PAPO DE MÃE
Por que estamos com medo do choro das crianças?
O medo não é da criança. Ou do seu choro. Mas da dor nos nossos ouvidos – causada por ele. E vamos chamar de ouvidos todos os nossos traumas, culpas, incapacidades, inseguranças, comparações, vergonhas, síndromes, faltas.
Temos medo de cutucar os nossos ouvidos – e todos os significados a ele atribuídos – com vara curta. Chegar muito perto de nós. Arrancar a casca da ferida.
O medo do choro das crianças equivale a empurrar a poeira para debaixo do tapete. E vamos chamar de poeira a superficialidade das relações. Do nosso medo do espelho. E do autoconhecimento. E do trabalho que é educar. E do tempo e dedicação que isso requer. E da liberdade que haveria se chegássemos perto disso. Ao invés de ficar tão encurraladas em reprovações autoimpostas.
Enxergo nos comportamentos da minha filha muito do que sempre fui consciente de querer ver. Mas também o contrário. E, pior, ou melhor, esse contrário está mais relacionado a mim do que a ela.
Entendo as ações e reações que se mostram incondizentes com o que eu prego ou como costumo agir, como reações a incapacidades minhas. O grito sou eu me dizendo, a raiva sou eu me voltando contra mim, a irritação é comigo. Eu que não consegui ser firme o suficiente comigo.

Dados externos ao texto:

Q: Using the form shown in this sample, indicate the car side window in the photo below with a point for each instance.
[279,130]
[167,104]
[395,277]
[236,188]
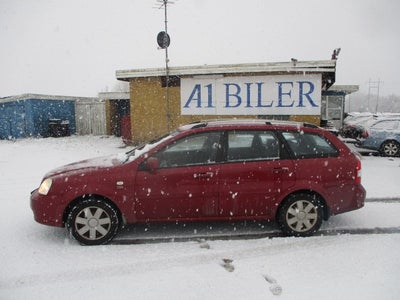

Como descobrir isso antes de projetar - esses sentimentos e emoções incompreendidos - em outra pessoa? Eis o xis da questão.
Separar o fato das interpretações seria bom começo. O que um bebê ou uma pessoa na primeira infância precisa? O que é capaz de entender, absorver, filtrar, apreender, do que dizemos, fazemos ou impomos?
Mães que falam muito – se explicam, explicam suas razões e não-razões para justificar uma atitude, terminam por fazer exatamente o que a criança está pedindo. Mas ficam com a sensação de que estiveram no comando.
O que a mãe queria ter dito era “não”. O que a criança miúda precisava ouvir e entenderia bem se tivesse acontecido, era “não”. Mas com medo do que chamei de ‘choro’ e que pode ser qualquer reação que ela (a mãe) não está pronta para ver descortinada, apenas consente.
E a reação, vejam só, pode ser a criança dizer: “Tudo bem”. Ela precisa de limites. Ela estava clamando por braços que a segurassem com firmeza (e gentileza), olhos que a fitassem nos olhos. Pedia direção. implorava para não ser prontamente atendida.
Mas não nos sentimos capazes. Os traumas, culpas, incapacidades, inseguranças, comparações, vergonhas, síndromes, faltas não nos permitem.
Concordo com a educadora Rosely Saião quando diz que “o que temos visto, em geral, são os pais superobedientes".